Hatta önce ben böyle birsey ister ya da yaptirimiydim. Benim cevabim HAYIR. Hem de kocaman bir hayir. Acikca söylemek gerekirse simdiye kadar bir kere birini sevdigimi zannettim, bir kere de sevildigimi zannettim. Yani öyle kendini sildirdecek kadar önemsedigim birileri olmadi. Ama olsa da yapmazdim. Bu filmi izledikten sonra ise kesinlikle yapmazdim. Cünkü bir daha gördüm ki sorun duygularda. Hafiza istedigimiz kadar sifirlatalim, bir kisi hep var iste, duygularimizi tekrar ayaklandiracak ya da bir sorunlar hep var basimiza bela olacak. Onlardan kacmak bu kadar kolay degil. Ben bir seyler yaptiracak olsam, herhalde duygularima yönelik bir sey yaptirirdim. Ne biliyim, beni üzen duygulari benden uzaklastirirdim. Baska duygular üretip ya da ürettirip kabul ederdim, mutsuzlugu yok ederdim. Hayat gücümü kullandirip, mutlu son, olmasi gereken bir sonmus gibi hissetmemi saglardim. Ya da ondan cok fazla nefret ettirirdim. Nefret sevgi kadar güclü bir duygu, nefret sevgiyi yok ediyor veeee hatirlamak aci vermiyor.
Simdi gelelim filmi izleyip te anlamayanlara. Sevgili canlar Joel ve Cleminte hafizalarinin bir kismini sildiriyorlar da ne oluyor. Tanistiklari yerde bir daha tanisiyorlar, bir daha bir birlerini seviyorlar, ayni seyi bir daha hissediyorlar. Mary olmasa yine ayni sekilde sonlanacak. Ne isim vermek isterseniz verin. Olacak oluyor. Her insan durmasi gerektigi yerde duruyor, ve yasmasi gerekeni yasiyor. Ben de birisinden kactigimi zannettim,beni sevdigini zannettigim ama sevdegini anlayinca da kactigim biri vardi ama yine karsilastik. Her sey bir daha bastan basladi. Sonu biraz farkli bitti.
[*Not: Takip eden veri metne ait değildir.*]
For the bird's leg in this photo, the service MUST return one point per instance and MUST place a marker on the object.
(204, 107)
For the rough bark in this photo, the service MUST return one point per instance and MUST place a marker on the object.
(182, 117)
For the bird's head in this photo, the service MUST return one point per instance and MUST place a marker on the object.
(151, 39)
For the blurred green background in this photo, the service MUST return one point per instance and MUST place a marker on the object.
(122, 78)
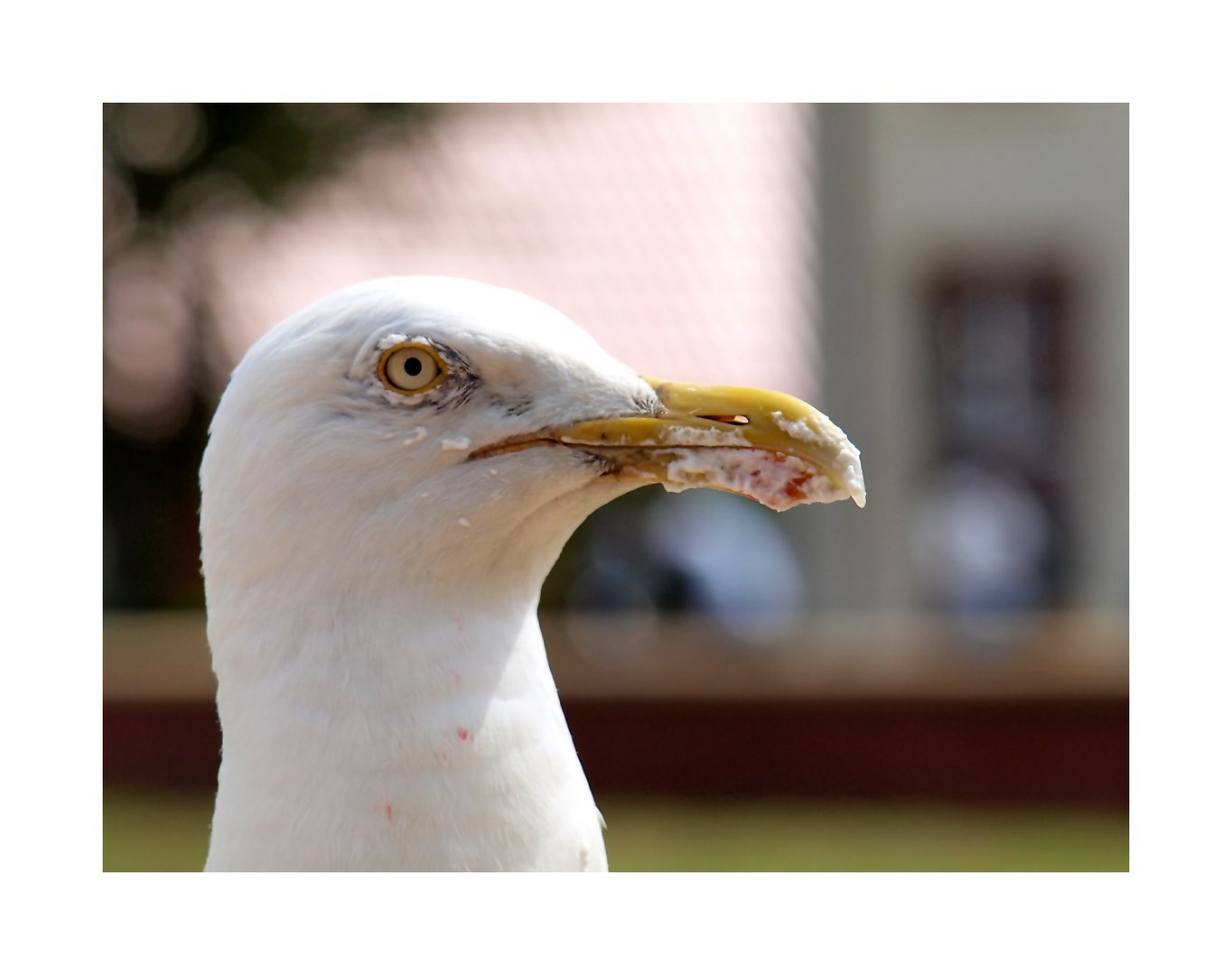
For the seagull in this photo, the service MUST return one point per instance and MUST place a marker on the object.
(391, 474)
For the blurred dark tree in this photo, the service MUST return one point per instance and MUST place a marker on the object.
(162, 160)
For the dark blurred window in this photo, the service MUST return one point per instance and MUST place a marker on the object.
(991, 525)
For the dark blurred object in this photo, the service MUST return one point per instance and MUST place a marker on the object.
(169, 155)
(162, 164)
(991, 524)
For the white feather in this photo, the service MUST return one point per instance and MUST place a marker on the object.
(382, 683)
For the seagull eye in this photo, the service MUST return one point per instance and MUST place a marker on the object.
(410, 368)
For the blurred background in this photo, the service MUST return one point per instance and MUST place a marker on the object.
(937, 682)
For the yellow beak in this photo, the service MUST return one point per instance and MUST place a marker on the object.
(768, 446)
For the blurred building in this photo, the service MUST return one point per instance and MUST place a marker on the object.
(948, 282)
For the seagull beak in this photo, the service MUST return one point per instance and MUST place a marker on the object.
(768, 446)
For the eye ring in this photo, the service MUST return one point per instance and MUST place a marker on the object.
(410, 368)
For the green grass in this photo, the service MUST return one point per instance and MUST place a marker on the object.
(169, 831)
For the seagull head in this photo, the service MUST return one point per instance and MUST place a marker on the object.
(414, 422)
(389, 477)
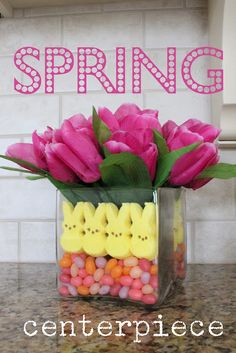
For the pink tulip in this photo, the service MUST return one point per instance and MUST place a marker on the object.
(189, 167)
(26, 152)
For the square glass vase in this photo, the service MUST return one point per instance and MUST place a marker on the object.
(128, 244)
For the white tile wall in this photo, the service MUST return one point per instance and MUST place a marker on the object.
(27, 209)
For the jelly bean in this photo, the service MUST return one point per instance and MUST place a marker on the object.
(153, 282)
(98, 274)
(65, 270)
(88, 281)
(104, 290)
(82, 273)
(121, 263)
(137, 284)
(145, 265)
(153, 270)
(79, 262)
(110, 265)
(76, 281)
(94, 289)
(72, 290)
(65, 262)
(64, 278)
(145, 277)
(74, 270)
(126, 281)
(107, 280)
(135, 272)
(135, 294)
(90, 265)
(123, 292)
(64, 291)
(126, 270)
(83, 290)
(116, 272)
(147, 289)
(115, 289)
(149, 299)
(131, 261)
(101, 262)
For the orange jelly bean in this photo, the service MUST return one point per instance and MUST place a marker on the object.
(83, 290)
(126, 270)
(116, 272)
(110, 265)
(65, 262)
(90, 266)
(153, 270)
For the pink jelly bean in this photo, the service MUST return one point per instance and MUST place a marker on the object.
(115, 289)
(88, 281)
(131, 261)
(147, 289)
(144, 264)
(74, 270)
(137, 284)
(107, 280)
(79, 262)
(64, 278)
(149, 299)
(135, 294)
(64, 291)
(76, 281)
(145, 277)
(82, 273)
(123, 293)
(100, 262)
(65, 270)
(126, 280)
(94, 289)
(72, 290)
(153, 282)
(98, 274)
(104, 290)
(135, 272)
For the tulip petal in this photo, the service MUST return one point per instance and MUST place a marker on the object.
(64, 153)
(108, 118)
(57, 168)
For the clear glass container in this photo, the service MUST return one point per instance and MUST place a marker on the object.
(120, 243)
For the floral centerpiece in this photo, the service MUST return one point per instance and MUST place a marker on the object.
(111, 169)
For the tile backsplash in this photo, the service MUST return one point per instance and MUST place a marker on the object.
(27, 209)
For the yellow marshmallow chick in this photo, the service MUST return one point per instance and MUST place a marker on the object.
(118, 230)
(144, 230)
(94, 229)
(71, 239)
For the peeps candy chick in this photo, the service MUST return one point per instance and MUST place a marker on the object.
(71, 239)
(94, 229)
(118, 230)
(143, 229)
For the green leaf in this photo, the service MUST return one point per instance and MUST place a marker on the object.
(36, 177)
(160, 143)
(24, 163)
(125, 169)
(219, 171)
(101, 130)
(17, 170)
(166, 163)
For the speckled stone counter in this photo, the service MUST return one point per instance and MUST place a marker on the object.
(28, 292)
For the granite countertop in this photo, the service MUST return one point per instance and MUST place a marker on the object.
(28, 292)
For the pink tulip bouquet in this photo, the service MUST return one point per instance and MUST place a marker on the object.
(128, 148)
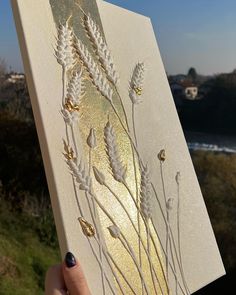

Ben O'na bir sey yaptim, yukarda kendime yapmayi planladigim bir seyi yaptim. Nefret duygusunu güclendirdim. Beni görse artik kacar. Cünkü nefretini kazandim. Nefret öyle bir sey iste. Tekrar baslamasina engel oluyor.
Ama uygun olani zamana birakmak, tekrar baslamis ise de gecmisten ders alip birbirimizi üzmemek, yipratmamak. Hic Sivas olayini unutmak isteyen var mi aramiz da. Toplumsal seyleri unutmayip, unutturmuyorsak, bireysel seylere de ayni sekilde yaklasmaliyiz.